IOI Corp Bhd expects consistent FFB output next year as higher production from young palm trees in Indonesia compensates lower production from rapid replanting in Sabah, says group managing director and CEO Datuk Lee Yeow Chor.
Lee said the business has advanced its mechanisation strategy in various field operations to relieve the personnel scarcity situation in the estates.
“Overall, we expect the plantation segment to do strongly in the current financial year due to the expected high CPO price in the first half of FY22.
“The high palm oil price and increased CPO export duty in Indonesia continue to erode Malaysian refinery industry margins, giving Indonesian refiners a cost advantage.
“However, our refining subsegment is likely to perform satisfactorily in the coming financial year,” he said.
It also predicts a better overall financial performance in FY22 than in FY21, driven by a robust plantation segment and an enhanced resource-based manufacturing segment.
The group’s net profit doubled to RM1.39 billion from RM600.9 million in FY19, while yearly sales climbed 44.21 percent to RM11.25 billion from RM7.8 billion in FY19.

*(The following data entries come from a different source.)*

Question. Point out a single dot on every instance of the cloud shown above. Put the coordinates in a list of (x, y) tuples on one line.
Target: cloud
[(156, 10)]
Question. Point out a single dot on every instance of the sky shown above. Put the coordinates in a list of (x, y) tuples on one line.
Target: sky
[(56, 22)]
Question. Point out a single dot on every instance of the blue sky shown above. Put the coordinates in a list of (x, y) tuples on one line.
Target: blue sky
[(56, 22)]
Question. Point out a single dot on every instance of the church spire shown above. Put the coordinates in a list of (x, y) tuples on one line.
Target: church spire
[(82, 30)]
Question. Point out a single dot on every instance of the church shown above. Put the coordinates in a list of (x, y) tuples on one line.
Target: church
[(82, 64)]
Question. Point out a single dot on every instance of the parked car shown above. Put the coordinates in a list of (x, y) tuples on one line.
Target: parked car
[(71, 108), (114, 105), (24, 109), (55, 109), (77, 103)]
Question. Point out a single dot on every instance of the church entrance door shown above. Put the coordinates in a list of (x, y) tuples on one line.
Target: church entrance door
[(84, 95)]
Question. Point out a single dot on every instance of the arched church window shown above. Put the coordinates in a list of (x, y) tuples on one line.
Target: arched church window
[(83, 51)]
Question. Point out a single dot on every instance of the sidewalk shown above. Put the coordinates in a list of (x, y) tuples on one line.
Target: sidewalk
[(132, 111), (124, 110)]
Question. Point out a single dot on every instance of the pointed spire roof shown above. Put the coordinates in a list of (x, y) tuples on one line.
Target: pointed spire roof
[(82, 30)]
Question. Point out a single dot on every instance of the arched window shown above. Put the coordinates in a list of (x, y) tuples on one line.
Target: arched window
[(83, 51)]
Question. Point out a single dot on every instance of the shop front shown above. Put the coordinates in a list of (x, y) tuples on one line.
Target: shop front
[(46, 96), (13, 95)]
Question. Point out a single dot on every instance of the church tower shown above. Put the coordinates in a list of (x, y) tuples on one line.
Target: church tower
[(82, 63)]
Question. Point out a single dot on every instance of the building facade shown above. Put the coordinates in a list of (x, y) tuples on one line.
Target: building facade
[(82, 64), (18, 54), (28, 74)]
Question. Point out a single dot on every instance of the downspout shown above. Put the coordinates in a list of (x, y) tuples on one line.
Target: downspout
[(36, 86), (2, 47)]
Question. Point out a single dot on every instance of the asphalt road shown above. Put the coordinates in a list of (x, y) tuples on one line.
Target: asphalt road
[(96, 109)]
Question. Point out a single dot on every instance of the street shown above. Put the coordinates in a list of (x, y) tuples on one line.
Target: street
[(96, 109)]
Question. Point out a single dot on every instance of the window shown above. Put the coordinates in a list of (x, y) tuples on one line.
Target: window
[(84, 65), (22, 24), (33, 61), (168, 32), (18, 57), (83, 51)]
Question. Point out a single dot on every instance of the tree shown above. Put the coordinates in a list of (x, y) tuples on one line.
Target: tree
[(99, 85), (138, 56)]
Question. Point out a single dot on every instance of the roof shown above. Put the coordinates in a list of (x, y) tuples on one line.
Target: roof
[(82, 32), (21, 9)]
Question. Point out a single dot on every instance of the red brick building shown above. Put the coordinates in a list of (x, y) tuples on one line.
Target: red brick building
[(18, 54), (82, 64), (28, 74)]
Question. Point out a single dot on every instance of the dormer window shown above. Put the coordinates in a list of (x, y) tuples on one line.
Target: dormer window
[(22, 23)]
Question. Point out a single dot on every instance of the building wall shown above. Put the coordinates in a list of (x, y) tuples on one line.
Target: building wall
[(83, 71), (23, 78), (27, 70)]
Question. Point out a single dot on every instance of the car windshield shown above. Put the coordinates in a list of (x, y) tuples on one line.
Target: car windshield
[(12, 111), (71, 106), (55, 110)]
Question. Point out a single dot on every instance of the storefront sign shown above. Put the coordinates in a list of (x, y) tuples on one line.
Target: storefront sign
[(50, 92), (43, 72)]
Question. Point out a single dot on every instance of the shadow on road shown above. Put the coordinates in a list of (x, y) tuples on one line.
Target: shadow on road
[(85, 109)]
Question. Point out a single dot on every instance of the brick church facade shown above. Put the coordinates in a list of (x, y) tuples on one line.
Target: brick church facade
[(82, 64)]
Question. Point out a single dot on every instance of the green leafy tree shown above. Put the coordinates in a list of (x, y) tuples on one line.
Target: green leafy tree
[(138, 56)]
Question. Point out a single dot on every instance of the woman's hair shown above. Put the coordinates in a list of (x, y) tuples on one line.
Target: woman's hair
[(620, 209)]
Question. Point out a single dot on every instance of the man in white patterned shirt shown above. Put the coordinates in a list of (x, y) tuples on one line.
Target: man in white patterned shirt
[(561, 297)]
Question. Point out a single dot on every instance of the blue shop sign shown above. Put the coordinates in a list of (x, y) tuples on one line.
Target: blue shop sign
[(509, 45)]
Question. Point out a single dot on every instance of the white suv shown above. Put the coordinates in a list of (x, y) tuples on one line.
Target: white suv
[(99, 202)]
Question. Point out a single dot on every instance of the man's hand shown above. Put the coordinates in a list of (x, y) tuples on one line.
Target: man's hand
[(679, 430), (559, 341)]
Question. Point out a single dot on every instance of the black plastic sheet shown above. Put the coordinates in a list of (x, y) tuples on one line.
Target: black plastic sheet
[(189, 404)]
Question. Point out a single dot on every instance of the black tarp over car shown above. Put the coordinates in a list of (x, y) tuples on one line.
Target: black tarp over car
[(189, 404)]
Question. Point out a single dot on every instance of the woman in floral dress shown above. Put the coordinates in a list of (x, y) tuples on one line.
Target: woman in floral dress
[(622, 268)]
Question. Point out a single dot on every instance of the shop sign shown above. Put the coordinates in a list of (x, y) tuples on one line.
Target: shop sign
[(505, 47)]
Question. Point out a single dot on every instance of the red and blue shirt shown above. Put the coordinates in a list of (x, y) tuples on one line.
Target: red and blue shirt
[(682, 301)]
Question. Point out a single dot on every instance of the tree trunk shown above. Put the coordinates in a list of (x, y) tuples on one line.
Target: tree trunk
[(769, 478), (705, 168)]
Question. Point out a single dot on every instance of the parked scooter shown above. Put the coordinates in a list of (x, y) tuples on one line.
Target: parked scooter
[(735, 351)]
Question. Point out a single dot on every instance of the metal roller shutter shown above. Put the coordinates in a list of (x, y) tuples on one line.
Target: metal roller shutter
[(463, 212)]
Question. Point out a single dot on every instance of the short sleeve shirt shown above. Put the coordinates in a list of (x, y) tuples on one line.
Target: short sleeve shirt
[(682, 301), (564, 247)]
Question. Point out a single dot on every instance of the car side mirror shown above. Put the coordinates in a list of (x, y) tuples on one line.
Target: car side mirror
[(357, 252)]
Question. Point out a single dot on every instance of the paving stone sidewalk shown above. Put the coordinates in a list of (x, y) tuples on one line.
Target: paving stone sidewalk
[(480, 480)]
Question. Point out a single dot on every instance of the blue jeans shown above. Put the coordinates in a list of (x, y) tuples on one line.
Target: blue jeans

Lee noted that the business just launched a five-year plan to convert from a low-cost palm oil producer to a high-value palm-based products manufacturer.
Its five strategic targets are to increase yield, optimise labour, diversify crops, grow non-CPO and oleochemical segments.
“These intriguing developments augur well for the group,” he said.
At 4.30pm, IOI Corp shares were trading two sen higher at RM3.77, worth RM23.7 billion. 985,000 shares were traded.
The stock has down 14.9% since January’s top of RM4.64.